This September 2007 accident report is provided by the National Transportation Safety Board. Published as an educational tool, it is intended to help pilots learn from the misfortunes of others.
Aircraft: North American SNJ-2.
Location: Virginia Beach, Va.
Injuries: 1 Fatal.
Aircraft damage: Destroyed.
What reportedly happened: The airplane was one of five practicing for a formation aerial demonstration. In the final maneuver of the demonstration, each of the first four airplanes performed a “pop up break” to return for landing. The fifth airplane, however, continued straight ahead in a slight descent, and did not pull up or “break.” The airplane continued in a constant descent until it hit the ground and erupted in flames.
Examination of the wreckage did not reveal evidence of any pre-impact mechanical malfunctions or failures. During the investigation it was determined that the pilot became incapacitated by a previously known cardiac condition during the the flight.

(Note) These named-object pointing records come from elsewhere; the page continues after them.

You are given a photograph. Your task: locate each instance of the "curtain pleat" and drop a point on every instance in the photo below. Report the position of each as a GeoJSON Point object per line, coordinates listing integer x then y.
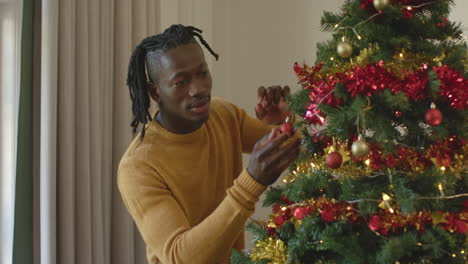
{"type": "Point", "coordinates": [91, 130]}
{"type": "Point", "coordinates": [23, 223]}
{"type": "Point", "coordinates": [66, 133]}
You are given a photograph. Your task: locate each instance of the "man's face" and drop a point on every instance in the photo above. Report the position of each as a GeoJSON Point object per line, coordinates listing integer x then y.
{"type": "Point", "coordinates": [183, 91]}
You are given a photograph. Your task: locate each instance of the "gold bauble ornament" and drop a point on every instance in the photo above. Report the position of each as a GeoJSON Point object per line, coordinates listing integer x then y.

A review of the pilot’s personal and FAA medical files revealed that the pilot had falsified information on at least three applications for medical certification regarding his evaluation and treatment for cardiac conditions. The FAA had once denied his application for a medical certificate when it became aware of the falsification, and the pilot submitted medical records to regain his medical certificate. Those medical records documented, in part, a long history of chest pain, an enlarged heart, intermittent atrial fibrillation treated with a blood thinner and a beta-blocker medication to reduce heart rate, and use of an alpha-blocker medication that also reduced blood pressure. After submission of those records, the pilot was granted an Authorization for Special Issuance of a medical with a requirement to not operate an aircraft if he had new symptoms or changed medication. No restrictions were placed on the pilot with regard to aerobatic flight, though records submitted to the FAA clearly noted the pilot’s participation in aggressive flying at air shows.

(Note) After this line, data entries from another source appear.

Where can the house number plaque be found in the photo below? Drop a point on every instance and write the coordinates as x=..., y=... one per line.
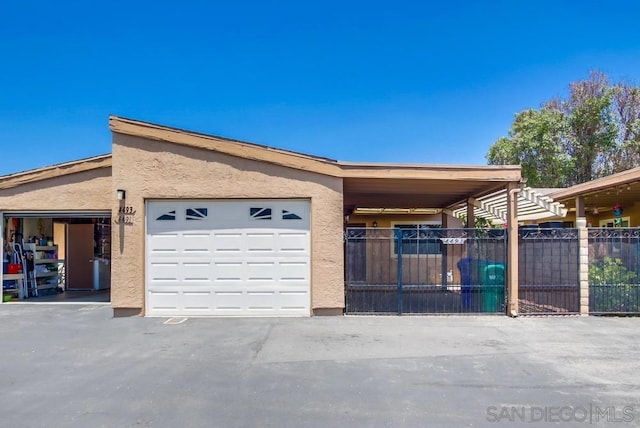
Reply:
x=126, y=213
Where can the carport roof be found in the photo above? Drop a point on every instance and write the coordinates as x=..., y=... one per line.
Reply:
x=377, y=185
x=603, y=193
x=533, y=204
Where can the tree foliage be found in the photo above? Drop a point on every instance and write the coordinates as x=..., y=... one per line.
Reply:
x=593, y=133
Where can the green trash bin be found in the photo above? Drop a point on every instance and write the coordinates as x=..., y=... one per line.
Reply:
x=492, y=281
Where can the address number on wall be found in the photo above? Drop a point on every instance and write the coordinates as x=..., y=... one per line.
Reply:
x=125, y=215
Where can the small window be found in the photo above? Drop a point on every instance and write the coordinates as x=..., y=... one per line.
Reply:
x=196, y=213
x=260, y=213
x=419, y=239
x=171, y=215
x=288, y=215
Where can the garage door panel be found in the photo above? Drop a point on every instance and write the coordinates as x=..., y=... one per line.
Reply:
x=240, y=258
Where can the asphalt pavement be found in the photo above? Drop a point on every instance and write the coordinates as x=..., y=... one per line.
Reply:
x=77, y=366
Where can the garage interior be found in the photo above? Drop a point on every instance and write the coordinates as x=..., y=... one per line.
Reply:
x=56, y=257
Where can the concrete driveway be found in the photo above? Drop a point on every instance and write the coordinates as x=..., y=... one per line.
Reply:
x=76, y=366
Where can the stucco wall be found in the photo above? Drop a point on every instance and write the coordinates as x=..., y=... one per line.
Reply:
x=149, y=169
x=87, y=190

The AME who issued the pilot’s most recent medical certificate approximately eight months before the accident was also a pilot who had previously participated in formation flights with the accident pilot. There was additional information pertinent to the pilot’s condition available prior to his most recent medical certification that was not submitted to the FAA or the AME by the pilot or his cardiologist. Following his most recent medical certification, in the six months prior to the accident, the pilot had experienced increasing symptoms and had received at least one new diagnosis of pulmonary hypertension. Additionally, the pilot had visited his cardiologist three days before the accident, complaining of multiple episodes of atrial fibrillation over the previous three months with fatigue and shortness of breath lasting anywhere from several hours to up to 36 hours at a time.
At the time of the accident, the pilot had completed more than 15 minutes of high performance flight, including nearly two minutes of increased G-loading of up to 2.9 Gs and had just completed the longest sustained-G maneuver of the show, which was 30 seconds of 2G loading.
Probable cause: The pilot’s inability to maintain control of the airplane due to physical incapacitation. Contributing to the accident was the failure of the FAA to deny or restrict the pilot’s medical certification, and the pilot’s improper decision to perform the flight given his recent history of worsening symptoms.